Oh dear, Exdonor is peeved because Greenpeace objects to deepsea oil drilling. As if the Mexican Gulf oil spill wasn’t enough, and that was near civilisation. Apart from the sheer stupidity of towing or spraying icebergs, the enormous ecological damage from a leak up there would be disastrous. It will be interesting to see if Cairn Energy plans to drill a relief well, which should have been done by BP in the Mexican Gulf. Of course we’re dependent on oil. Governments and the fossil fuel companies have colluded to keep it that way. There’s no easy replacement for oil yet, but there will be. A carbon tax would be a great start on that road, but after all the endless talks and conferences it still hasn’t happened in any meaningful way. As for Knud Seblon decrying the loss of income from a sealing ban, let’s face it, industries do die or shink. It’s only recently that here in Australia there might finally an end to logging of old-growth Tasmanian forests. And most of the world has moved on from such awful practices like whaling and killing dolphins. I say good on you, Greenpeace and Esperanza, keep up the good work.

I have simply signed up to say that, regrettably, after many years of supporting Greenpeace and regularly donating I have decided to stop and have cancelled my standing order. I joined up in the era of anti-nuclear testing and I still support action against that and do not favour renewal of Trident. I continue to be dubious about nuclear power despite the conversion of some in the environmental movement to this as the least worst option for the future. The reason I am no longer supporting you is because of your biassed, exaggerated and ill-informed stance against the oil industry as a whole. While it may be chiming with an emotional chord in the public mood, ask any of them who say they're against drilling in remote regions if they're also willing to give up all the benefits they derive from oil, I doubt they'll back you up. Of course we need to find alternatives, of course there is a pressing need to take action against global warning, but the attempt to say "No more drilling now!" is premature, arrogant and narrow minded, all the things I didn't think Greenpeace were. I am sorry to be leaving you after all this time and I hope you stop and think about your sentimentalisation and sensationalisation of the debate, but I somehow doubt it. Facts tend to get in the way of a good rant don't they? Your loss is the gain of another deserving movement, that for prisoners of conscience. Farewell.

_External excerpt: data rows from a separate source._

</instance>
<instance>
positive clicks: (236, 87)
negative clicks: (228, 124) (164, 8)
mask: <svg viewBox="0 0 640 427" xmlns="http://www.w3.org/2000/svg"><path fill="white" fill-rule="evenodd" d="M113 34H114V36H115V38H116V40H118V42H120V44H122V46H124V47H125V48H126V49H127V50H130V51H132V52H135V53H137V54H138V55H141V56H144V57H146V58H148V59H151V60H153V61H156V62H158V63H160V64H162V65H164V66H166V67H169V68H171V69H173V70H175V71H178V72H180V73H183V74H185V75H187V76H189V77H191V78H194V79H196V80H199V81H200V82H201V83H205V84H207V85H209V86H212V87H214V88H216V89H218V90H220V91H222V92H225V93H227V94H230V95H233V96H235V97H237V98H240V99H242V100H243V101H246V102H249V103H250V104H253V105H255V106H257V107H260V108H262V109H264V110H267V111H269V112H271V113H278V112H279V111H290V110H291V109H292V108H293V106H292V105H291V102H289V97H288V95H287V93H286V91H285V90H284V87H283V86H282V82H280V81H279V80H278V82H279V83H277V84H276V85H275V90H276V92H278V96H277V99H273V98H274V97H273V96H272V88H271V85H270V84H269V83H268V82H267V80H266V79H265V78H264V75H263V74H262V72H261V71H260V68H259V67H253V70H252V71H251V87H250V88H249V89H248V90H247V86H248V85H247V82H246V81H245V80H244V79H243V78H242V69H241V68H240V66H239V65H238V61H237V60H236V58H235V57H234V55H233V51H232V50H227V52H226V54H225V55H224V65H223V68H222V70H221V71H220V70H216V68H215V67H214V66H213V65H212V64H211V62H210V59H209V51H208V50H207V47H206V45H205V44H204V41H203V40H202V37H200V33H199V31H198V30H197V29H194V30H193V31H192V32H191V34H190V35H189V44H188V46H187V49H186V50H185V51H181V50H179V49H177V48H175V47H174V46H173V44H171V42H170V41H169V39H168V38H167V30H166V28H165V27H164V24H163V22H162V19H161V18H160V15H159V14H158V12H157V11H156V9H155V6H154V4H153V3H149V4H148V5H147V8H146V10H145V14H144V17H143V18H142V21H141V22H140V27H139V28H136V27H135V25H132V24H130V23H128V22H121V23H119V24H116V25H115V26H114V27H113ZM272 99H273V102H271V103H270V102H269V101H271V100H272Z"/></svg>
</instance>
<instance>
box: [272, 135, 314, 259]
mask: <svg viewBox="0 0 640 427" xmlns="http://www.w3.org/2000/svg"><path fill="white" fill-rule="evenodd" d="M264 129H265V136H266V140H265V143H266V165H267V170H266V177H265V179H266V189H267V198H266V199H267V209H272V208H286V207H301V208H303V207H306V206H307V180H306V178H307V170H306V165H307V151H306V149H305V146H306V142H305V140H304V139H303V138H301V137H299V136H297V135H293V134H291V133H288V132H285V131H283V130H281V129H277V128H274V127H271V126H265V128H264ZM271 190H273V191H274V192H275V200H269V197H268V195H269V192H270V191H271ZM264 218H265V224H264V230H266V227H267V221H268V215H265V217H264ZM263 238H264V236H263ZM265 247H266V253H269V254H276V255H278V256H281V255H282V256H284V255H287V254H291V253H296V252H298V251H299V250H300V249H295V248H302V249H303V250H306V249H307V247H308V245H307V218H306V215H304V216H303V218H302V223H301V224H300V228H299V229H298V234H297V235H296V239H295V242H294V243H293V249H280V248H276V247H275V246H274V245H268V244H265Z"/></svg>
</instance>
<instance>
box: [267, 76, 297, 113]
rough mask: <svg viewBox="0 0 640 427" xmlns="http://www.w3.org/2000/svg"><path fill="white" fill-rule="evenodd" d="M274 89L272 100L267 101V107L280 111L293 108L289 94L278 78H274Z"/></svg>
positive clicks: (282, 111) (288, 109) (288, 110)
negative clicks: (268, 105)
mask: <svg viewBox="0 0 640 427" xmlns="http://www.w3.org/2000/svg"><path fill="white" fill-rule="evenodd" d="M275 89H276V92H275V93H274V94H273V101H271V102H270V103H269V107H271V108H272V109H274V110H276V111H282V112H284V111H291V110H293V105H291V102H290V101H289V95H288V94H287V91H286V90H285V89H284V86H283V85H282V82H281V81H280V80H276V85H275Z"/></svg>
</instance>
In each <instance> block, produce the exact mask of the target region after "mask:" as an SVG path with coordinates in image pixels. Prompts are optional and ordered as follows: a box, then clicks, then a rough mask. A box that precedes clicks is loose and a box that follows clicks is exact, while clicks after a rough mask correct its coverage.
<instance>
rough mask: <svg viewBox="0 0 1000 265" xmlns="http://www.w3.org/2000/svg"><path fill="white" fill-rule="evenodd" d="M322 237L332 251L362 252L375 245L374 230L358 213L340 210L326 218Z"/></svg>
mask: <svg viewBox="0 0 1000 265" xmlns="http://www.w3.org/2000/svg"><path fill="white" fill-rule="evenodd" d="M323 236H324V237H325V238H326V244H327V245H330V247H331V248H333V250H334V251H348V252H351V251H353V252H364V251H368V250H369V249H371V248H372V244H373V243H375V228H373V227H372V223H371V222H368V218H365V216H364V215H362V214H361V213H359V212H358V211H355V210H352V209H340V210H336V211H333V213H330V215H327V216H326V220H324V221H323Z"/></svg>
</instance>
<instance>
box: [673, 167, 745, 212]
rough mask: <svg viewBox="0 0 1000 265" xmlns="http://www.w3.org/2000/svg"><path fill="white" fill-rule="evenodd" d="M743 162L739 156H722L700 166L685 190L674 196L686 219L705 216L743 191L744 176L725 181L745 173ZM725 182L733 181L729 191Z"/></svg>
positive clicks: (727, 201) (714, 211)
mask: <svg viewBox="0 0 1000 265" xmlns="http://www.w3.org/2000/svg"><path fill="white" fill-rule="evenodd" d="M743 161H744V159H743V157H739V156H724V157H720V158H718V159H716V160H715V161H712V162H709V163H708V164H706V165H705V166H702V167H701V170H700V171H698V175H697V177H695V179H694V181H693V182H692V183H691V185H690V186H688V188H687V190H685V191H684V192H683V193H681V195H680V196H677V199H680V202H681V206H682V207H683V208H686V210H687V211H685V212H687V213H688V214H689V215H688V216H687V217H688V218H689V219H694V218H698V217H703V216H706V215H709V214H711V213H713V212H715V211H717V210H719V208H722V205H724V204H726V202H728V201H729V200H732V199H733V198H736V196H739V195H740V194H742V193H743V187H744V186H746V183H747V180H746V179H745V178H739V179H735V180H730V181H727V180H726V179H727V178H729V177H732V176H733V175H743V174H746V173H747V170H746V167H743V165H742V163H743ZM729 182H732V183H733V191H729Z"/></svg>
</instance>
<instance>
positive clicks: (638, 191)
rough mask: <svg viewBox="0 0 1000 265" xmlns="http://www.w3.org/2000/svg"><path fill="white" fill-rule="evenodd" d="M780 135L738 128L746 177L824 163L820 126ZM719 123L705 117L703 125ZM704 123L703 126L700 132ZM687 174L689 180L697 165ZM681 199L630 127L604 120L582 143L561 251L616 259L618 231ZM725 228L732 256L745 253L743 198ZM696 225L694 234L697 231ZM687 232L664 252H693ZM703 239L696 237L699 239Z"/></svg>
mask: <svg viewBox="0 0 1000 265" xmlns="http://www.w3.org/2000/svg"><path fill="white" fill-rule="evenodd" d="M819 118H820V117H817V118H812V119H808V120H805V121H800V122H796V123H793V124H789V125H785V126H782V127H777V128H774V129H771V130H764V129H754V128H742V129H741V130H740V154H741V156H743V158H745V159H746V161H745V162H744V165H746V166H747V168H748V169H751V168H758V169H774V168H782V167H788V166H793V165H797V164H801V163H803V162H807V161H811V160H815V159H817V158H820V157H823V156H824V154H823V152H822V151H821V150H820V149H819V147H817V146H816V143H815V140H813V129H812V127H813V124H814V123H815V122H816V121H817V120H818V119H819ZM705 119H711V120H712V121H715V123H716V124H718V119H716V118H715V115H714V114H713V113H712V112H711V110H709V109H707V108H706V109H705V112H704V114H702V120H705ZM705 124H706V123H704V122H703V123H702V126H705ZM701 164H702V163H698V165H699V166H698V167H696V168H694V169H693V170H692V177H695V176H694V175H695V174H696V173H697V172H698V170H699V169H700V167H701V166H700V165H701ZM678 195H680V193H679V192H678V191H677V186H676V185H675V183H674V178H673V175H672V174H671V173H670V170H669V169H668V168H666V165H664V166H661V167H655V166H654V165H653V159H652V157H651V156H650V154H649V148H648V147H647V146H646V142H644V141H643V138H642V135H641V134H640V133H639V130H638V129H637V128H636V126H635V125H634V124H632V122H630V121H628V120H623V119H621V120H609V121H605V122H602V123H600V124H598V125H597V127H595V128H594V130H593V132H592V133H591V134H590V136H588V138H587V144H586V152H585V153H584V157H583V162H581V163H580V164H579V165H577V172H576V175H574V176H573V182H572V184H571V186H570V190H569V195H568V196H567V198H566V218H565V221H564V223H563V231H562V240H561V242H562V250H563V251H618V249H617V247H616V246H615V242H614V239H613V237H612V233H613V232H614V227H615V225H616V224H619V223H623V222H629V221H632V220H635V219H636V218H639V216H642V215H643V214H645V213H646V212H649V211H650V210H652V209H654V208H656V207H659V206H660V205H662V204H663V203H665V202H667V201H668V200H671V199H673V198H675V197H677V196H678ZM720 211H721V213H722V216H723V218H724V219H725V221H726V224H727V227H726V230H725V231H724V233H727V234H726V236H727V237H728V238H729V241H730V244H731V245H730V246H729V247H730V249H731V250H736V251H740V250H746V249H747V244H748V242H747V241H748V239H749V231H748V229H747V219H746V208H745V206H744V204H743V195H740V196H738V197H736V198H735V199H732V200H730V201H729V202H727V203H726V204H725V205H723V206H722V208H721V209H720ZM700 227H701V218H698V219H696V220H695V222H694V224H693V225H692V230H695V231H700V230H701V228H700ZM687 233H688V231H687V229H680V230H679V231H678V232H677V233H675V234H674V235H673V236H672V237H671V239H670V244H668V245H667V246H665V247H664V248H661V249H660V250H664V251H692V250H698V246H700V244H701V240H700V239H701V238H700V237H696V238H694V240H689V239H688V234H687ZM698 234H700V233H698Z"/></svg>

Denmark and Greenland efforts to maintain a better society was in a very short time passed by Greenpeace, which struck a previously low-income group( sealhunter) interest below the belt, and make a global elimination of their profession through in a country with a very high cost of living levels. It was very hard to the Greenlandic children and youth.Maybe responded to help theese families . Greenpeace have never come with new alternatives for new income for theesre families

While I somewhat agree with the post by Exdonor that instantly changing from oil products is not viable, I do firmly believe that the more and more risky exploration for what oil remains is a strong indication that alternative sources for the majority of our power should be a priority. Anyway, the main reason for my post is the sheer outrage I've felt from reading the Cairn Energy homepage. We never expect oil exploration companies to be the most ethical of organisations, but this link is frankly incredibly irritating: http://crr2009.cairnenergy.com/key-issues/climate-change.html In particular the phrase: " In the Arctic in particular, impacts from climate change create challenges for oil exploration and production." So the fact the ice cap is melting is really making their job a lot more difficult. Shouldn't that be a sign something's not quite right?!

I think the sooner the oil runs out the better The planet and its life may finally begin to recover, people will have no choice but to ditch there cars and walk for once like there legs were made for!, A new industry and jobs will surelly arise from clean energy solutions and clean transport. we survived millions of years just fine without oil power and cars. It is as though the human race is addicted to a drug this last century, and that drug is oil! Its about time for rehab.